On devine le plaisir qu'a dû ressentir l'auteur James Goldman en écrivant les savants dialogues de ce Lion en hiver, fresque historico-politique qui raconte avec un humour cinglant le ballet familial entourant la succession du roi d'Angleterre, Henri II Plantagenêt, en l'an 1183.

Tous les ingrédients des bonnes intrigues de cour y sont : un trône, un empire, une vieille reine rebelle, une jolie maîtresse... et trois fils avides de pouvoir. Il y a dans cette toile tissée de complots et de mensonges quelque chose des Rois maudits...

Sur scène, la pièce de près de trois heures souffre par moments de ses qualités littéraires, car tout est centré sur ces dialogues, savoureux mais exigeants, où se multiplient les plans machiavéliques ourdis par les uns et les autres. Il y a certes quelques passages à vide, mais le tout est habilement lié grâce à la mise en scène de Daniel Roussel.

La vérité est que ce spectacle est porté par deux grands acteurs, Michel Dumont et Monique Miller, qui jouent avec beaucoup de justesse les rôles d'un roi et d'une reine qui aiment se détester. Monique Miller est au sommet de sa forme dans son incarnation d'une reine Aliénor au centre de tous les complots. À la fois doucereuse et cassante, on a peine à la quitter des yeux.

Le château de Chinon (en France), lieu de l'action, est reproduit par une structure de trois étages dans laquelle les acteurs vont et viennent, échafaudant les plans les plus vils pour prendre le pouvoir, penchant tantôt pour la guerre, tantôt pour la paix. Prisonnière de son propre château, Aliénor est libérée pour la fête de Noël, ce qui lui donne l'occasion d'ébranler son roi de mari dans ses projets de succession.

Impossible de raconter toutes les intrigues et tout ce qui lie les personnages entre eux. Disons simplement que le roi Henri II aimerait voir son fils Jean lui succéder, tandis que sa femme Aliénor souhaiterait plutôt le couronnement de Richard «coeur de lion», son préféré. Le troisième garçon, Geoffroy, n'est pas même dans la course tant il indiffère ses parents.

Les trois fils, bien qu'un peu caricaturaux, sont assez bien défendus : Geoffroy le froid conspirateur par Sébastien Delorme, Richard le guerrier par Patrice Godin et Jean le voyou pustuleux et maladroit par Olivier Morin. Lasse de ces guerres et découragée par la «médiocrité» de ses fils, Aliénor dira à son époux, exaspérée : «Je n'aime pas beaucoup nos enfants...»

Evelyne Brochu incarne avec finesse la jolie et naïve Alix, maîtresse en titre du roi, objet de convoitise (et de négociation) des prétendants au trône, tandis que Mathieu Bourguet complète le tableau dans le rôle du jeune roi de France, Philippe II.

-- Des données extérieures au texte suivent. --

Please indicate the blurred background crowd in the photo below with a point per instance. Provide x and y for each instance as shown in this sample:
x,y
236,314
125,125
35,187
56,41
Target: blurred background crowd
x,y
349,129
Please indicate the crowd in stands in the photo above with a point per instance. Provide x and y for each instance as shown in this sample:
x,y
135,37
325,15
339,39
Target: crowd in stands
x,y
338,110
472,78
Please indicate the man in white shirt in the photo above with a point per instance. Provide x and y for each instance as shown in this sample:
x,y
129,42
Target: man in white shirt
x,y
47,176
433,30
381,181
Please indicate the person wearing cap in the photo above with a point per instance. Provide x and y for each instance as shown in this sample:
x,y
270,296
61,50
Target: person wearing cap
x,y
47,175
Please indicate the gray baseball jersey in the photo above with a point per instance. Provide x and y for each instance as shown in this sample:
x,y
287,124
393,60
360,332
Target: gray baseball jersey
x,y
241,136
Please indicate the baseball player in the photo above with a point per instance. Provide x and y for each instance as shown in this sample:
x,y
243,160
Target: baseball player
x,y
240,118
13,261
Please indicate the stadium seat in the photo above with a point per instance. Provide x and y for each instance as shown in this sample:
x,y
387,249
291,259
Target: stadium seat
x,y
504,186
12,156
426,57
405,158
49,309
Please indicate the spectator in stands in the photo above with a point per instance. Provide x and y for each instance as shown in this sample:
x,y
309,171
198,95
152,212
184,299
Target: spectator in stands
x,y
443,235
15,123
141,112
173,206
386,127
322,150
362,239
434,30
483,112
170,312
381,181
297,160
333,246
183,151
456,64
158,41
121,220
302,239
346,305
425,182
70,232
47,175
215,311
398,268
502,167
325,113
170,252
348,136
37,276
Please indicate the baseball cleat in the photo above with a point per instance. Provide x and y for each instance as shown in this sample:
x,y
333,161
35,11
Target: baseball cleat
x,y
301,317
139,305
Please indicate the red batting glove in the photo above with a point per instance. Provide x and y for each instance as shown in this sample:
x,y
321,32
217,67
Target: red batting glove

Les interprètes principaux de ce costaud Lion en hiver n'ont pas à rougir de la comparaison avec Peter O'Toole et Katharine Hepburn, qui incarnaient Henri II et Aliénor dans le film tiré de la pièce en 1968. Malgré quelques longueurs et un désagréable sentiment de parfois tourner en rond, notre lion rugit comme il faut, et toute sa cour aussi.

_________________________________________________________________________________________

Le lion en hiver de James Goldman, mise en scène de Daniel Roussel, au Théâtre Jean-Duceppe jusqu'au 6 décembre.